While the world is watching the drama happening currently in the United States of America, white nationalists want to rally in Washington D.C this August.


When hundreds of neo-Nazis and white supremacists held a rally a year ago in Charlottesville, Virginia, the demonstration turned into a riot that left one woman dead and shocked the nation.

For the August anniversary, the torch-carrying, swastika-bearing protesters want to repeat their demonstration in Charlottesville and in Washington, D.C.

But those who are part of the increasingly visible far-right sentiment in America now face divisions within their own movement and seem unlikely to rally in the same large numbers as last year.

Jason Kessler, who organized last year’s event under the banner “Unite the Right,” was denied a permit to gather in Charlottesville this year, but he will fight that decision in a court hearing Tuesday. In Washington, Kessler’s permit application for an Aug. 12 rally received initial approval and details are being worked out.

Kessler said this year’s rally will focus on “white civil rights” – what he sees as limited rights for white people, particularly surrounding free speech. Only American and Confederate flags will be allowed at the D.C. event, Kessler said; no neo-Nazi paraphernalia.

“What I’m really trying to do is start a new movement,” Kessler said. “I feel like the ‘alt-right’ has been a symbol for neo-Nazism.” Although the theme is white rights, he said the rally is “open to everybody.”

More: What is the alt-right? And how is it using social media to spread its message?

Kessler said he expects fewer people this year because of concerns about possible  violence.

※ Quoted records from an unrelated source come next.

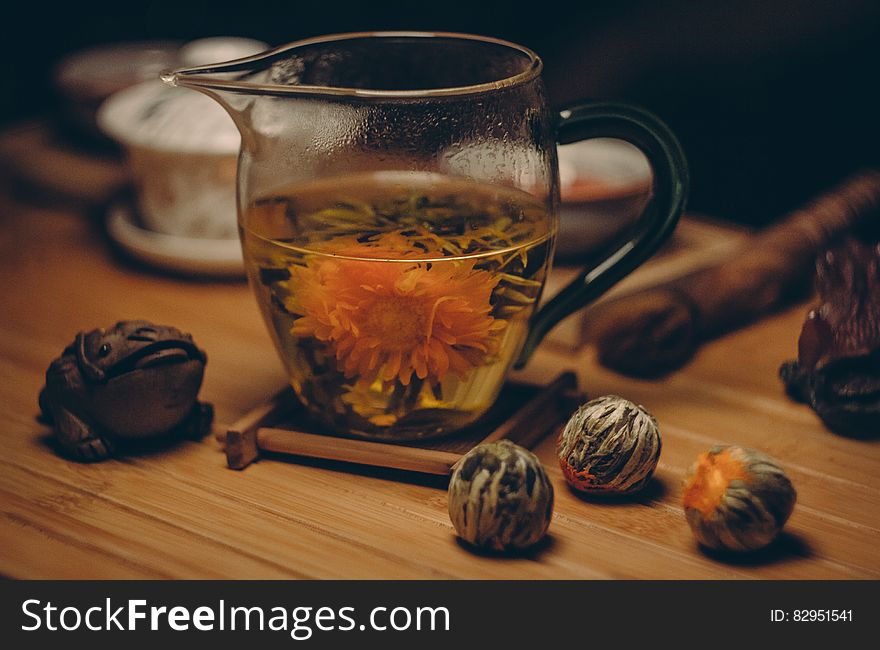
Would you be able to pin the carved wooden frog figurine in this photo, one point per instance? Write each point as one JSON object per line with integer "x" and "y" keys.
{"x": 134, "y": 380}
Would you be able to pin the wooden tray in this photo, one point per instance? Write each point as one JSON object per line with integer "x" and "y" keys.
{"x": 523, "y": 413}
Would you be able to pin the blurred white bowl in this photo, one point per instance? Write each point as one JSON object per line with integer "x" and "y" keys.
{"x": 604, "y": 186}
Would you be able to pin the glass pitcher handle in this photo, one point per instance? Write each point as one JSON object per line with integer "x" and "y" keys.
{"x": 670, "y": 187}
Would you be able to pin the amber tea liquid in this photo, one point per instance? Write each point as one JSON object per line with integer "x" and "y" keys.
{"x": 398, "y": 301}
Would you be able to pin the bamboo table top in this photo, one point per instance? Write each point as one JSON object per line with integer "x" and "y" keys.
{"x": 179, "y": 513}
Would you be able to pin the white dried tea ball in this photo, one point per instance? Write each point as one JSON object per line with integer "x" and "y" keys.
{"x": 737, "y": 498}
{"x": 500, "y": 497}
{"x": 609, "y": 445}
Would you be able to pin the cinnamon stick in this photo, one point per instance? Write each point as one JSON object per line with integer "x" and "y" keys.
{"x": 656, "y": 331}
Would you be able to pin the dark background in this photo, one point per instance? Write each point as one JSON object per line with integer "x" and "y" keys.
{"x": 773, "y": 100}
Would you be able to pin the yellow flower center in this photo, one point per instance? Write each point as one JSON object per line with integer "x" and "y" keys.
{"x": 398, "y": 321}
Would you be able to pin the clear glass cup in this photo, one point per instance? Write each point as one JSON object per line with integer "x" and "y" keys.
{"x": 398, "y": 197}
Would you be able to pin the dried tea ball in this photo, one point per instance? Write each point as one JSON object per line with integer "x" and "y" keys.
{"x": 737, "y": 498}
{"x": 500, "y": 497}
{"x": 609, "y": 445}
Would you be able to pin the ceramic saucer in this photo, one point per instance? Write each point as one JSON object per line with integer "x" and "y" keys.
{"x": 218, "y": 258}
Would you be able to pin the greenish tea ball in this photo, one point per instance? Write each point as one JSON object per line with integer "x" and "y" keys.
{"x": 500, "y": 497}
{"x": 609, "y": 445}
{"x": 736, "y": 498}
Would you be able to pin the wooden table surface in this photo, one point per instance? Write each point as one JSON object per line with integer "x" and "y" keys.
{"x": 179, "y": 513}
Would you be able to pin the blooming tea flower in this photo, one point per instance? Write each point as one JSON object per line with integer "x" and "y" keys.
{"x": 388, "y": 315}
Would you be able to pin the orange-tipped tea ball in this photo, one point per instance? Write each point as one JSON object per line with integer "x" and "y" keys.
{"x": 737, "y": 499}
{"x": 500, "y": 497}
{"x": 609, "y": 445}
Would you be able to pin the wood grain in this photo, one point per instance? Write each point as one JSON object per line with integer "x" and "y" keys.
{"x": 179, "y": 512}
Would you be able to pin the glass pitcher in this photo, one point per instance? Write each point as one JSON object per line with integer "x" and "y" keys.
{"x": 397, "y": 198}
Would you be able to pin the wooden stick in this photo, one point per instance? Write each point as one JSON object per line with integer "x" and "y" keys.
{"x": 249, "y": 437}
{"x": 656, "y": 331}
{"x": 361, "y": 452}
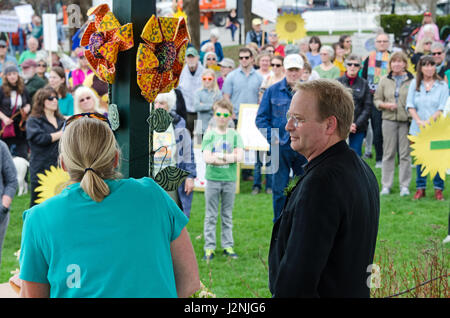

“I think it’s definitely going to be different in terms of attendance,” he said. “A lot of people are going to be very scared for their safety.”

The group also faces internal divisions and struggles to turn an Internet-focused movement into a viable political force.

“I think the hope was that they would step away from their computers and enter into real politics,” said George Hawley, a University of Alabama professor who has written a book about the alt-right. “And that was not the result.”

Facebook chats between Kessler and other white nationalists — obtained by ThinkProgress, a left-wing website — show the difficulty of planning the August rallies. According to the chats, organizers struggled to agree on speakers and logistics and grew frustrated with neo-Nazis who did not support the white civil rights-only theme.

“The Alt-Right is poor, disorganized and lacking in conviction,” Kessler wrote in a May 13 message.

Last August’s demonstrations rocked Charlottesville for two days. On the evening of Aug. 11, hundreds of torch-bearing protesters marched through the University of Virginia campus, chanting white supremacist slogans such as “Blood and Soil”  and “Jews Will Not Replace Us.”

The next day, the group swamped downtown Charlottesville – along with several armed, uniformed paramilitary groups – and were met by counterprotesters.

Rioting broke out, several people were injured, and one woman, Heather Heyer, 32, died after a protester associated with the neo-Nazi groups backed his car through a throng of counterprotesters and struck her.

“The American public was appalled,” said Lawrence Rosenthal, who chairs Berkeley Center for Right-Wing Studies. Americans “no longer saw these people as pranksters, especially after the death.”